The storm that is coming to Shelton on Saturday will bring a variety of precipitation, but it should begin as snow around midnight tonight.
The city is likely to see freezing rain and just rain as well, while the nor’easter moves up the Atlantic coast. The storm is likely to end as snow late Saturday night in Shelton.
In the process, Shelton should pick up 3 to 5 inches of snow, with more possible if it stays cold enough, according to the National Weather Service (NWS). The ground — including roads — also could become covered with ice.
The snow/rain line will be the determining factor in what happens, with temperatures in the low 30s. No matter what the specifics, it should be a wintry mess on Saturday.
Storm timeline in Shelton
Based on the NWS forecast, the specific timeline for Shelton on Saturday is below:
Midnight: Snow begins, with 1 to 3 inches accumulating before sunrise.

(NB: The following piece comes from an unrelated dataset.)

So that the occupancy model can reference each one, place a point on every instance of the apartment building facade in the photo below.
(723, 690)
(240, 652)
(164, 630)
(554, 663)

Mid morning to 2 p.m.: Snow, freezing rain, and rain.
2 p.m. to 5 p.m.: Snow and rain; another 1-3 inches of snow as well as a coating of ice could fall during daylight hours.
5 p.m. to 9 p.m.: Snow, freezing rain, and rain.
9 p.m. to midnight: Chance of snow, another half inch possible.
Winter Weather Advisory
The NWS has issued a Winter Weather Advisory for Fairfield and New Haven counties for Saturday, from midnight to 6 p.m.
The advisory said the area can expect a “mixture of snow, sleet and freezing rain,” with an accumulation of “ice” as well.
The most difficult travel should be in the morning to early afternoon, due to heavier snow and visibility issues. Expect “hazardous travel conditions due to reduced visbilities and snow/ice covered roads,” the NWS said.
More snow elsewhere in CT
The storm should be worse in north central and northeastern Connecticut, where a more severe Winter Weather Watch has been issued for Hartford, Tolland and Windham counties. That part of the state could see 4 to 8 inches.
The northwestern part of the state, Litchfield County, could get 2 to 4 inches (the brunt of the storm is passing southeast of the Litchfield Hills, so it will get less snow).
Parts of eastern Massachusetts and Rhode Island could get 4 to 8 inches, although the areas closest to the coast in the Bay State may get much less because most, or all, of the precipitation will be rain.